Background: Cost data in healthcare are often skewed across patients. Thus, researchers have used either a log transformation of the dependent variable or generalized linear models with log links. However, frequently these non-linear approaches produce non-linear incremental effects: the incremental effects differ at different levels of the covariates, and this can cause dramatic effects on predicted cost.
Objectives: The aim of this study was to demonstrate that when modelling skewed data, log link functions or log transformations are not necessary and have unintended effects.
Methods: We simulated cost data using a linear model with a 'treatment', a covariate and a specified number of observations with excessive cost (skewed data).
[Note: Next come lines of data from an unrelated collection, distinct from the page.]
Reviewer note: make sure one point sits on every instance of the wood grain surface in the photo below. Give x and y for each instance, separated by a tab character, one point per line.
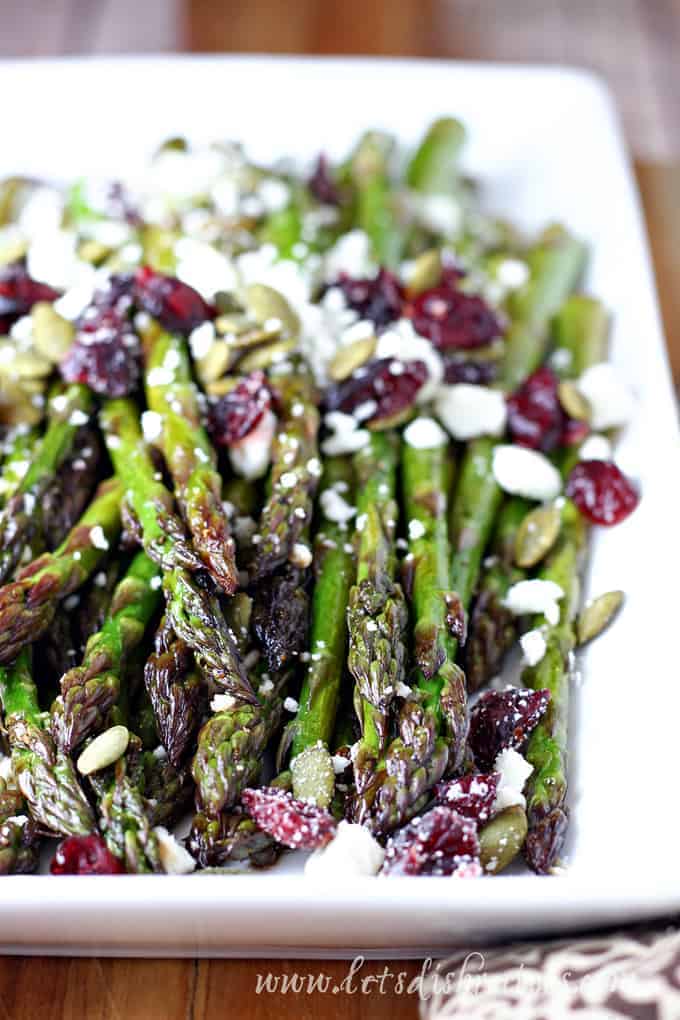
634	45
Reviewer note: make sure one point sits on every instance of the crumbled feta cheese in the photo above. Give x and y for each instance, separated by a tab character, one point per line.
221	703
424	434
611	402
468	411
526	472
535	596
515	770
416	529
351	854
97	538
595	448
335	508
533	647
152	425
250	457
174	859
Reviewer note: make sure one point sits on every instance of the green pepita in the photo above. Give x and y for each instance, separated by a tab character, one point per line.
536	534
596	615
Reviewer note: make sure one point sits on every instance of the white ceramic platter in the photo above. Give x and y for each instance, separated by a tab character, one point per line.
546	145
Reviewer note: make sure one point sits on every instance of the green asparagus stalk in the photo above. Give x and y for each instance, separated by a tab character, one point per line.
90	691
21	517
190	457
29	604
174	691
295	474
376	613
44	774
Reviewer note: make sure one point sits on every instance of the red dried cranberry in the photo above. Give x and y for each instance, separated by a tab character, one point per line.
176	306
535	417
389	384
240	411
602	492
452	319
436	844
294	823
472	796
321	184
503	719
462	369
85	855
18	293
379	299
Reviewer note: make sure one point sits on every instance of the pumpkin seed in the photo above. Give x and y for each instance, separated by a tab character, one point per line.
594	617
426	272
104	750
347	359
313	775
536	534
502	838
263	357
573	401
266	305
52	335
214	363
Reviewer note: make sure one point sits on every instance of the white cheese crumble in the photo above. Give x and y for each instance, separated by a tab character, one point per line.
250	457
468	411
416	529
334	507
535	596
222	702
152	425
174	859
533	647
351	854
611	401
515	770
526	472
595	448
424	434
97	538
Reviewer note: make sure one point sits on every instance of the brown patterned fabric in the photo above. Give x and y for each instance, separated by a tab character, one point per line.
633	974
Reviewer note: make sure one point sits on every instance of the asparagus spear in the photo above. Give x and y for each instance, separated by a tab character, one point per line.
190	456
44	774
376	611
334	568
21	517
295	474
89	691
174	691
29	604
194	612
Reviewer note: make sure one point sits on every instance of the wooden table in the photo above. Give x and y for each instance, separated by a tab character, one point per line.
634	44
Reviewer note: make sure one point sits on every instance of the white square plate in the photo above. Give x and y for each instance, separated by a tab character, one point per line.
546	145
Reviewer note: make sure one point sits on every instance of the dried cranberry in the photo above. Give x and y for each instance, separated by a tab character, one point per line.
472	796
602	492
18	293
379	299
452	319
504	719
389	384
321	184
535	417
85	855
176	306
436	844
240	411
462	369
294	823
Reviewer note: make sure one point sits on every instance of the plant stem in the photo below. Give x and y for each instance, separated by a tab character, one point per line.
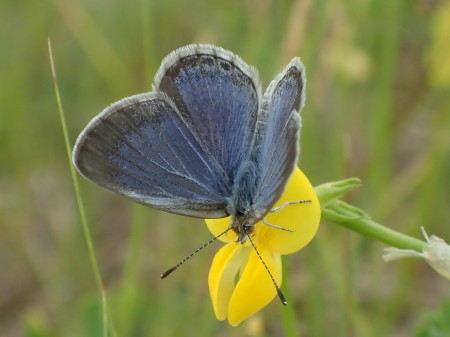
354	219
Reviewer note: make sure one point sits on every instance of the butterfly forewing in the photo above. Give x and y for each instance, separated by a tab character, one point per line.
140	148
217	95
178	148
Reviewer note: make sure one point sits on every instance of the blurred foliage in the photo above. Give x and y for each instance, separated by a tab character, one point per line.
377	108
436	323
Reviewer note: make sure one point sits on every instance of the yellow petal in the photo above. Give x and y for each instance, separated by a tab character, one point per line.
222	275
303	219
255	288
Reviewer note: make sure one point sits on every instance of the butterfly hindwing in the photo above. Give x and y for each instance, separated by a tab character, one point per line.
276	144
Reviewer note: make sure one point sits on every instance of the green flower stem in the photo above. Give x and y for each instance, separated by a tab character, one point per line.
350	217
353	218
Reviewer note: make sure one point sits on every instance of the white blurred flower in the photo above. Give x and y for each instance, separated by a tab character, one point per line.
436	253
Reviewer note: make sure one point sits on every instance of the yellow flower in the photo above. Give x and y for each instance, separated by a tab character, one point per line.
254	289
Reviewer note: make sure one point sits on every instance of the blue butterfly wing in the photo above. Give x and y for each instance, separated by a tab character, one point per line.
176	149
140	148
217	95
276	143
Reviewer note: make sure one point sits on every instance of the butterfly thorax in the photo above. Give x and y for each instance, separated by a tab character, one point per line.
240	204
243	226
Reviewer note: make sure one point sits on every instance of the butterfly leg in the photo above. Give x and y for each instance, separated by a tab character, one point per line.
279	208
275	226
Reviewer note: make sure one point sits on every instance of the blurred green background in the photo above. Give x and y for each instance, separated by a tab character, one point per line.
378	99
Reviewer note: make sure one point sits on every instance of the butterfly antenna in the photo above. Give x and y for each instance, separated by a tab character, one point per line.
170	270
279	292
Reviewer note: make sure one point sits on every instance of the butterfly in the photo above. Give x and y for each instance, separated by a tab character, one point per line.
205	142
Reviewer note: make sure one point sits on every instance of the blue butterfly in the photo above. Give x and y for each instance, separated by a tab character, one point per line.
204	143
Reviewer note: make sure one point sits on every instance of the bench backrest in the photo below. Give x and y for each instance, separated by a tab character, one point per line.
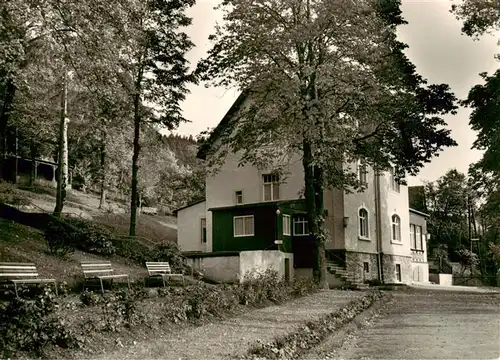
96	268
11	271
155	268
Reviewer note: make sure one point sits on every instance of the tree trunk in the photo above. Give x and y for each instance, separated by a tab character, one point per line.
102	197
135	156
62	166
315	212
33	163
8	99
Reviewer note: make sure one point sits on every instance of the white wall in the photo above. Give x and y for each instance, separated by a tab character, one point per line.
394	203
352	204
220	268
221	188
189	228
420	273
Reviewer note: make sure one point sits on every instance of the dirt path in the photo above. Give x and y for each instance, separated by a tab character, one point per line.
425	324
231	338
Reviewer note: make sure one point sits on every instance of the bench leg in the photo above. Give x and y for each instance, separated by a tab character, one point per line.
102	287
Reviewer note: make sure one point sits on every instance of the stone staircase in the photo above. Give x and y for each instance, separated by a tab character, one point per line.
348	279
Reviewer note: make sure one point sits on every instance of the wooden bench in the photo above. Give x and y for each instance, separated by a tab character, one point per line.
22	273
100	270
162	269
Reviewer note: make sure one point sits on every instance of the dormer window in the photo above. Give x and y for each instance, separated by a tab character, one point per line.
362	170
239	197
271	187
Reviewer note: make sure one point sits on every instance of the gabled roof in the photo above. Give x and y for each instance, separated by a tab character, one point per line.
215	134
189	205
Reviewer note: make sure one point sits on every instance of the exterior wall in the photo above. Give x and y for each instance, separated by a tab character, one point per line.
223	238
218	268
420	267
354	265
394	203
221	188
334	222
352	204
303	273
389	268
262	260
189	228
441	279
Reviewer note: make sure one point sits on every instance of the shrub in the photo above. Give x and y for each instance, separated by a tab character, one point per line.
205	300
61	238
92	238
169	252
30	325
120	309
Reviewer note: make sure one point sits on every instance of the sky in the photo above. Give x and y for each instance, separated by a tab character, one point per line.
436	46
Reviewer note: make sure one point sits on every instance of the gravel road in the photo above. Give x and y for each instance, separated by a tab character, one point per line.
423	324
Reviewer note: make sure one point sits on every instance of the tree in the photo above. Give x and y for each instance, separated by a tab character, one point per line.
446	203
479	16
326	80
156	70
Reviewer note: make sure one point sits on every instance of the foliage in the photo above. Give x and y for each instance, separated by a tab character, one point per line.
120	309
446	201
320	75
467	259
479	16
63	236
313	333
90	298
30	326
9	195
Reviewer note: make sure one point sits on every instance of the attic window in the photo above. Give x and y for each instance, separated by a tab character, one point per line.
271	187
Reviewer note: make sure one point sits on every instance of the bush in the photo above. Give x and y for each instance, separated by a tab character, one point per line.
61	238
90	298
30	326
204	300
92	238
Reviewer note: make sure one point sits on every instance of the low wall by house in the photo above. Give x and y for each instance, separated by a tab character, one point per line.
261	260
233	267
441	279
420	273
217	268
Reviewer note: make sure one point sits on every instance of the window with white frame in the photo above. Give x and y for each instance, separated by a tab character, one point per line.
398	272
413	240
394	182
243	225
363	223
271	187
287	225
239	197
300	226
418	237
362	171
396	228
203	225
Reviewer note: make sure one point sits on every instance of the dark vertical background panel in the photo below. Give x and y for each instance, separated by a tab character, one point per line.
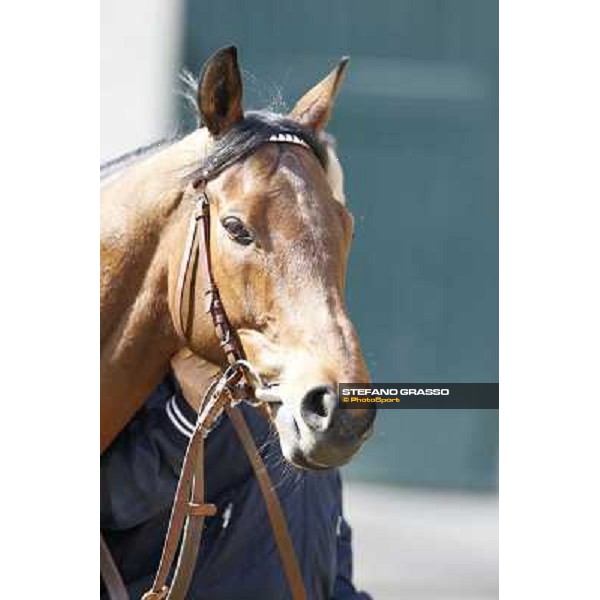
417	128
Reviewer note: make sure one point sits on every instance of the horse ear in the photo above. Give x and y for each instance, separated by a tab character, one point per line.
220	91
314	108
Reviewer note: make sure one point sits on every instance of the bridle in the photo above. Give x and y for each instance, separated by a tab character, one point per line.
236	384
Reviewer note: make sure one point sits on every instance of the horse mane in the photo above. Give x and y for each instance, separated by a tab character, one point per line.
242	140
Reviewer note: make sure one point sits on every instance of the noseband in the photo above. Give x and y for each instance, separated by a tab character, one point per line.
237	383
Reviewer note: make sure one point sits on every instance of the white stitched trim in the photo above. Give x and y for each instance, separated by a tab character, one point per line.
181	428
181	416
288	138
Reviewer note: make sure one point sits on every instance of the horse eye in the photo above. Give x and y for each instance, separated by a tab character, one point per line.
237	231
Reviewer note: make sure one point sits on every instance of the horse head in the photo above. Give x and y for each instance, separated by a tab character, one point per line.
280	236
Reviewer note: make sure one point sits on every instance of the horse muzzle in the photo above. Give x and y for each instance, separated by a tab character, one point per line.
319	434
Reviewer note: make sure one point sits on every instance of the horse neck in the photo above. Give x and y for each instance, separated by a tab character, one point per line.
143	222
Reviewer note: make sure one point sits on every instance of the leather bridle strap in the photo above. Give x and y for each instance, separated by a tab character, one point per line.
274	510
110	574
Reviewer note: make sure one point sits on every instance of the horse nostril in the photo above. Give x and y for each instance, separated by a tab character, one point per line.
317	407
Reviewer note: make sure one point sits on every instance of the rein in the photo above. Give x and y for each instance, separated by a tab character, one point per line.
235	385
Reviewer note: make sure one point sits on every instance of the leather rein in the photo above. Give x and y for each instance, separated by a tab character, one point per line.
236	384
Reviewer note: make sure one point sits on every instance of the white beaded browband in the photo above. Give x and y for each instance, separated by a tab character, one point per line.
289	138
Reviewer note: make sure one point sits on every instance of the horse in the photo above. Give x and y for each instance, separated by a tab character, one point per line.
280	235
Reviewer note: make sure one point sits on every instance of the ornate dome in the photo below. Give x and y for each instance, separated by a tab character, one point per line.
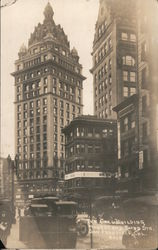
23	49
48	12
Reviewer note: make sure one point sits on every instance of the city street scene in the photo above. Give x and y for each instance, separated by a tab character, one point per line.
79	130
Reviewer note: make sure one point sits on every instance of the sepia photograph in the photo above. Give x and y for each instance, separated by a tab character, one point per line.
79	124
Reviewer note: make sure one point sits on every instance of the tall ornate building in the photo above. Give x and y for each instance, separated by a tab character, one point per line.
148	91
138	115
91	158
48	95
114	55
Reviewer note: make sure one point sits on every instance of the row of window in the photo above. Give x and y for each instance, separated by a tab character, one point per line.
128	147
38	138
127	91
104	113
31	113
32	175
32	104
31	156
104	99
32	130
128	122
33	74
101	29
128	37
83	148
81	165
31	122
31	147
103	51
89	132
58	154
103	71
81	182
129	76
31	94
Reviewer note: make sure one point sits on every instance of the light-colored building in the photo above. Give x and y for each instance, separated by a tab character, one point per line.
114	55
48	95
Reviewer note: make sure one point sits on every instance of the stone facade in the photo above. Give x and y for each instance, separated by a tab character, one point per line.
91	156
48	95
114	56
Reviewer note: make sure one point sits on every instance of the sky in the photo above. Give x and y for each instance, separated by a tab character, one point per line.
77	17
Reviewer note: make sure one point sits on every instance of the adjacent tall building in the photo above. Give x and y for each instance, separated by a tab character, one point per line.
125	56
138	115
114	56
91	156
148	91
48	95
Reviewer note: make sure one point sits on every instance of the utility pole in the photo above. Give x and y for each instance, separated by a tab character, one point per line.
11	168
90	213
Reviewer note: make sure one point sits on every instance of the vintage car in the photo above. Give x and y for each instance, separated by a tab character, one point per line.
49	223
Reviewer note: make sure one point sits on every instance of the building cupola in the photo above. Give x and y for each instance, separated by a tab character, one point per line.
48	12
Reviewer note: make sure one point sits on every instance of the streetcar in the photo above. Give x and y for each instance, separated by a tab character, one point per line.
49	223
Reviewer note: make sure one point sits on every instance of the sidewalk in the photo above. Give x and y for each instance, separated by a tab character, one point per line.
13	239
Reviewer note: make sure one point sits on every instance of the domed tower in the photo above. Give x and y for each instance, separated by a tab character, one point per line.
48	12
22	51
48	95
75	54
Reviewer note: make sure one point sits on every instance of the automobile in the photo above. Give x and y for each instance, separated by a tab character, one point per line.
49	223
142	216
82	224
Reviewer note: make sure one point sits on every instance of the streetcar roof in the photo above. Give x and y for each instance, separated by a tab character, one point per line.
38	205
65	203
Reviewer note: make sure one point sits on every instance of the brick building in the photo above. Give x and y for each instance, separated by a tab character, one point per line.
114	55
91	155
141	174
48	95
5	179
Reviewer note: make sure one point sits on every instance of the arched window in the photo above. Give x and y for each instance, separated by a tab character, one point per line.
128	60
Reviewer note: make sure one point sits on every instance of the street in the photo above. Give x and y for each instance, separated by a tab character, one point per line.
103	236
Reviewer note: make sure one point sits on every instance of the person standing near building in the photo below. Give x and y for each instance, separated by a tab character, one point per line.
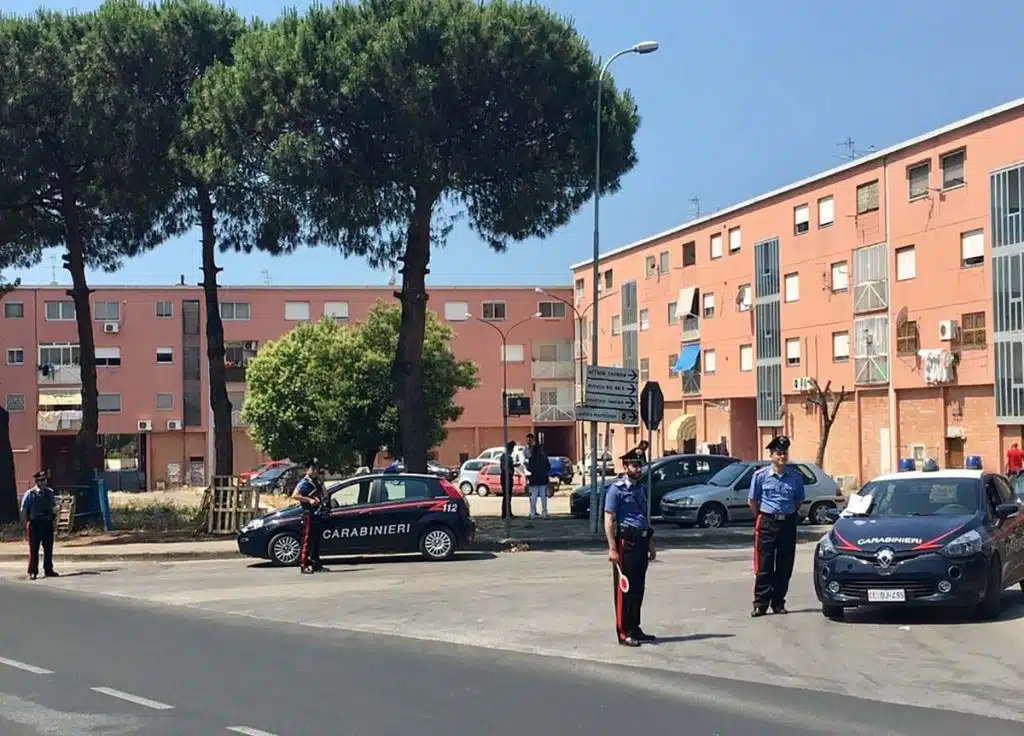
39	511
630	549
775	495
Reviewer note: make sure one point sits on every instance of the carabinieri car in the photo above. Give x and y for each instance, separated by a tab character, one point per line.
946	537
371	514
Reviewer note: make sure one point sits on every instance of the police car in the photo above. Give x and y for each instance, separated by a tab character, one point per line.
941	537
371	514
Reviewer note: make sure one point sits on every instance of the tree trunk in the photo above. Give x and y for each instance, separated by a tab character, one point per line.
8	481
407	372
223	448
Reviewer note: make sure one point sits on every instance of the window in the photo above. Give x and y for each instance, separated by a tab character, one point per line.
107	311
972	248
336	310
109	402
235	310
867	198
841	346
916	178
165	310
906	339
973	330
745	357
793	351
801	219
735	240
494	311
551	310
952	169
826	211
709	305
108	356
744	298
841	276
59	311
906	263
716	246
512	353
457	311
792	287
689	253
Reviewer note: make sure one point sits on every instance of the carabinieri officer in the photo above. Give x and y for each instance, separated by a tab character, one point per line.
776	493
630	549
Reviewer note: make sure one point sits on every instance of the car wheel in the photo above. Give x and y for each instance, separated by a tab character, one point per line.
284	549
817	513
712	516
991	605
833	613
437	544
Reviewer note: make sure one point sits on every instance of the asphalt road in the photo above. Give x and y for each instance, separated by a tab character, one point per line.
79	664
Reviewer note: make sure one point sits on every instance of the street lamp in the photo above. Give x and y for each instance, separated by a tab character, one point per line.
507	495
642	47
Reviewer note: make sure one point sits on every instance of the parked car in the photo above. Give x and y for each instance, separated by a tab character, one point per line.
668	474
723	498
We also used actual data from a pain-relief intervention among hip-replacement patients. We then estimated cost models using various functional approaches suggested to handle skew and calculated the incremental cost of treatment at various levels of the covariate(s).
Results: All of these methods provide unbiased estimates of the incremental effect of treatment on costs at the mean level of the covariate. However, in some log-based models the implied incremental treatment cost doubled between extreme low and high values of the covariate in a manner inconsistent with the underlying linear model.
Conclusions: Although specification checks are always needed, the potential for misleading incremental estimates resulting from log-based specifications is often ignored. In this era of cost containment and comparisons of treatment effectiveness it is vital that researchers and policymakers understand the limitation of the inferences that can be made using log-based models for patients whose characteristics differ from the sample mean.